Marthe, elle, va au-devant de Jésus qui arrive. Elle lui dit la même phrase que Marie : « Si tu avais été là, mon frère ne serait pas mort » (v. 21). Cri qui est peut-être à la fois regret, reproche, comme pour Marie. Mais qui peut être appel et confiance, comme pour Marthe qui poursuit : « Je sais que tout ce que tu demanderas à Dieu, Dieu te le donnera » (v. 22). A cet endroit de sa vie, au cœur de son deuil, de ses regrets, de sa révolte, de sa confiance, Jésus la fait cheminer en lui parlant de la résurrection.

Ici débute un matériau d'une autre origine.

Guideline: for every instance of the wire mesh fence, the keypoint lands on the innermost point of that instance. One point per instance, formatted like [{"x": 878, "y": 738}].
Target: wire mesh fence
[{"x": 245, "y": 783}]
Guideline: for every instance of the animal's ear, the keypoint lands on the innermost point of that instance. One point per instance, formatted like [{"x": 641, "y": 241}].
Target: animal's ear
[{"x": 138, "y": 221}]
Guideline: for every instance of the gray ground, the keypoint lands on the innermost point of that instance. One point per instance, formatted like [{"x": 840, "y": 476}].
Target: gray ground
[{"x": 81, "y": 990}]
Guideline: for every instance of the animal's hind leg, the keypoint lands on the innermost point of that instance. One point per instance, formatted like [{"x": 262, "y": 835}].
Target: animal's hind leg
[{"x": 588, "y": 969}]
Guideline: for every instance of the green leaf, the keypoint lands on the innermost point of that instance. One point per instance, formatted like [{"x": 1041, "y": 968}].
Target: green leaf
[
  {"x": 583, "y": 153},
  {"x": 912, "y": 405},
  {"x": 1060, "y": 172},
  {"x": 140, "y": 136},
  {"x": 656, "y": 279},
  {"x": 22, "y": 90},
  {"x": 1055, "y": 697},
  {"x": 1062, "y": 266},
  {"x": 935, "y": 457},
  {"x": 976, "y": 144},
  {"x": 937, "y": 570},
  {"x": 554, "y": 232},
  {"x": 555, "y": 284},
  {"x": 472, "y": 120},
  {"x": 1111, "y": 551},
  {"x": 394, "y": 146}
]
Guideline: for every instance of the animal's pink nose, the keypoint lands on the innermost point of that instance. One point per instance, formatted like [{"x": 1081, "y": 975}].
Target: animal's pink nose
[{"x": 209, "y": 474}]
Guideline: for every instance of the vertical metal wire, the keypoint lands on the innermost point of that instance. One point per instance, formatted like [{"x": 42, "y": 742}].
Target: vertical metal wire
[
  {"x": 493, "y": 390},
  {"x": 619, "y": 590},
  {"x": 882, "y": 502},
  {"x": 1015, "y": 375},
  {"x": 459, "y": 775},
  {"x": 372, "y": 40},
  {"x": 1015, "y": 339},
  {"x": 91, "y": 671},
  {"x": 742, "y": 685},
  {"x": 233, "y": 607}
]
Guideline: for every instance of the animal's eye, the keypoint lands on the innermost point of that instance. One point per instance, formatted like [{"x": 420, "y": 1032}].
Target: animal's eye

En lui posant la question centrale : « Crois-tu cela ? » (v. 26), il la fait passer du « je sais » au « je crois ». Du « je sais » de la répétition de formules traditionnelles : « Je sais que Lazare ressuscitera lors de la résurrection, au dernier jour » (v. 24) au « je crois » de l’implication existentielle personnelle : « Je crois que tu es le Christ, le Fils de Dieu, celui qui vient dans le monde » (v. 27). Magnifique confession de foi !

Déplacement du « je sais » au « je crois », c’est-à-dire de la croyance à la confiance. Déplacement du dernier jour à l’aujourd’hui de la foi. Déplacement de la nostalgie de la vie de Lazare à la relation au Christ vivant. Déplacement auquel nous sommes appelés, chacun et ensemble. Récit de passage. Récit où Lazare passe de la mort à la vie, Jésus passe des larmes à l’appel à l’espérance, Marthe passe à l’abandon de toute certitude confortable mais enfermante à l’aventure de la foi, à la joie de la confiance.

Comment croire en la résurrection ? Comment faire confiance en la vie ? Aujourd’hui, nous sommes appelés à être Marthe. A poser notre vie dans un regard tourné vers Jésus, le Christ, le Fils de Dieu, celui qui vient au monde, celui qui est la résurrection et la vie.

Aujourd’hui nous sommes à Béthanie. Béthanie, en hébreu cela veut dire « Maison du pauvre », « Maison de la misère », « Maison de l’affligé », « Maison de la tristesse ». Cela peut vouloir dire aussi « Maison de miséricorde », « Maison de grâce », « Maison de bénédiction »[4]. Béthanie, ou l’Evangile de miséricorde, de grâce et de bénédiction qui surgit au milieu de nos misères !

Que Jésus-Christ, qui a ramené Lazare à la vie et Marthe de la tristesse à la foi, nous entraîne, à leur suite, dans la vie, aujourd’hui, demain, chaque jour, pour que nous en soyons contagieux autour de nous !

Amen.

 

[1] בַּיִת – bayith – maison + עָנִי – `aniy – pauvre, faible, humilié.

[2] Dérivé du nom אֶלעָזָר – ’El`azar, de אֵל – ’el – Dieu (divinité) + עָזַר – `azar – aider.

[3] יֵשׁוַּע – Yeshuwa`, de יְהוֹוָה – Yahvé – Dieu (nom propre) + יָשַׁע – yasha` – sauver.

[4] בַּיִת – bayith – maison + חַנָּה – Channah – Grâce, faveur, prénom « Anne ».